3)  Les manifestants paniqués cherchent à se protéger dans l'hôpital. Et quand sa vie est en jeu, bien logiquement, on cherche à briser une porte qui barre le passage par où  pourrait venir le salut. C'est aujourd'hui sous Castaner et les mœurs de sa police si peu policée (litote quand on l'a vu à l'oeuvre) quasiment une question de vie ou de mort que d'arriver à les fuir. Ce gouvernement espère se faire respecter par la peur (ou plutôt espère donner l'apparence du respect au silence imposé par la peur), et certainement pas par son sens de la justice (Police partout est un aveu : justice nulle part, et donc irrespect qui monte).

4) les journalistes (pris en flagrant délit de mensonge et de servitude volontaire devant les versions de Castaner and co) accusent les manifestants de saccager l'hôpital. Autrement dit,  pour rester civique (rire) ils auraient dû se laisser violenter à l'extérieur quoi !!! Mais ces journalistes  ne seront jamais inquiétés et pire ils continueront à nous donner des leçons « d'humanité »  (délinquants légaux vous dis je).

Et dire qu'il est des gens pour nier qu'on est dans un état policier. Il leur faut quoi pour reconnaître l'évidence? Des morts et de la torture? .   Le Pen n'aura qu'à se baisser pour activer  ces lois de Macron (mais comment les historiens vont-ils raconter tout ça d'ailleurs à  nos enfants?)
On peut se demander si les  citoyens passifs d'aujourd'hui devant cette dérive policière ne sont pas l'équivalent des allemands qui voyaient s'installer des moeurs bizarres dans les rues de Berlin dans les années 20. des ratonnades dont ils essayaient de se persuader qu'elles étaient accidentelles et n'iraient pas loin, alors qu'elles étaient les prémisses du pire (et que leur manque de révolte au moment où elle était encore possible a permis).
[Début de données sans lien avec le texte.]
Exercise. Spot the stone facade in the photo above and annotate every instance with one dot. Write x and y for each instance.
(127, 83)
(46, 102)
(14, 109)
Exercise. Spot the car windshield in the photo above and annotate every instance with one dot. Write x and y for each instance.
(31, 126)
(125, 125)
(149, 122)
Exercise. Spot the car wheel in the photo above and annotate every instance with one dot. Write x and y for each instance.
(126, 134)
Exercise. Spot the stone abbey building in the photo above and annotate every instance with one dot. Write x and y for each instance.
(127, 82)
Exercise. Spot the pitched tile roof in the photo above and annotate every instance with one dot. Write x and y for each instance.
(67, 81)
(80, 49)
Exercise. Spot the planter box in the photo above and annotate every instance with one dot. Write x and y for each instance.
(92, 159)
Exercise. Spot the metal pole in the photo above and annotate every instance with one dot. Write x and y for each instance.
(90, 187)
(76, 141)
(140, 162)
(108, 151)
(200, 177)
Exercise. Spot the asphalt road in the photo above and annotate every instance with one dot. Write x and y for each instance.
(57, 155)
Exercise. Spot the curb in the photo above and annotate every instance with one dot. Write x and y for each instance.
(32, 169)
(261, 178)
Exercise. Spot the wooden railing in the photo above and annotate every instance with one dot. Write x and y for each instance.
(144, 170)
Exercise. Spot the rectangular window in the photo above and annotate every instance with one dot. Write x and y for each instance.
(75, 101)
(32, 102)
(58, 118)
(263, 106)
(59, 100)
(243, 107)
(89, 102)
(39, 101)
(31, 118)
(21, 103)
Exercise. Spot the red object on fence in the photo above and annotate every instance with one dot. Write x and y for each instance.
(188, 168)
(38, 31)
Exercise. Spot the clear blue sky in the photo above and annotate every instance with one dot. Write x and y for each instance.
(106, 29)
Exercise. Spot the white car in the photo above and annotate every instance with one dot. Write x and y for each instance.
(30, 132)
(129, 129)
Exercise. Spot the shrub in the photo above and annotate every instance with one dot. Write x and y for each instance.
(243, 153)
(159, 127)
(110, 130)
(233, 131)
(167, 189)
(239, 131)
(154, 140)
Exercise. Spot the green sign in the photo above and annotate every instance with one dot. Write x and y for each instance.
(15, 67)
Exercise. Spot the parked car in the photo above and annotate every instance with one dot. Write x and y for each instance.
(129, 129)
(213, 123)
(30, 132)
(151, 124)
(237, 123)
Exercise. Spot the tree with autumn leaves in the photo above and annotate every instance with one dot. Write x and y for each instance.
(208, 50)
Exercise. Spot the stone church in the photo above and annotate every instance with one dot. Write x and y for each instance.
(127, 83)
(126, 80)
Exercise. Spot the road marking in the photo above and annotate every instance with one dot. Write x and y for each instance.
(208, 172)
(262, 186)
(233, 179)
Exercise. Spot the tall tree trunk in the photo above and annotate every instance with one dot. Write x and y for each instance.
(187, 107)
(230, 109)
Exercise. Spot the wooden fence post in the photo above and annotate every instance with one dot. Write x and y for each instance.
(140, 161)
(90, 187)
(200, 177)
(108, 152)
Bref pour revenir à cette affaire de l'hôpital, il est quand même fou qu'il ne vienne à l'idée de personne de remonter la chaîne des responsabilités. Si un jour il est une justice qui ose remonter jusqu'à l'origine, il faudra bien qu'elle admette l'évidence qui, sans jeu de mots par les temps qui courent, crêve les yeux : tout découle de l'autorisation à la police de pratiquer l'escalade de la violence contrairement à d'autres polices européennes. Une police digne héritière de Maurice Papon et compagnie. Tout celà promet de beaux jours. En attendant, vomissons si nous avons encore quelques valeurs humaines au fond du ventre....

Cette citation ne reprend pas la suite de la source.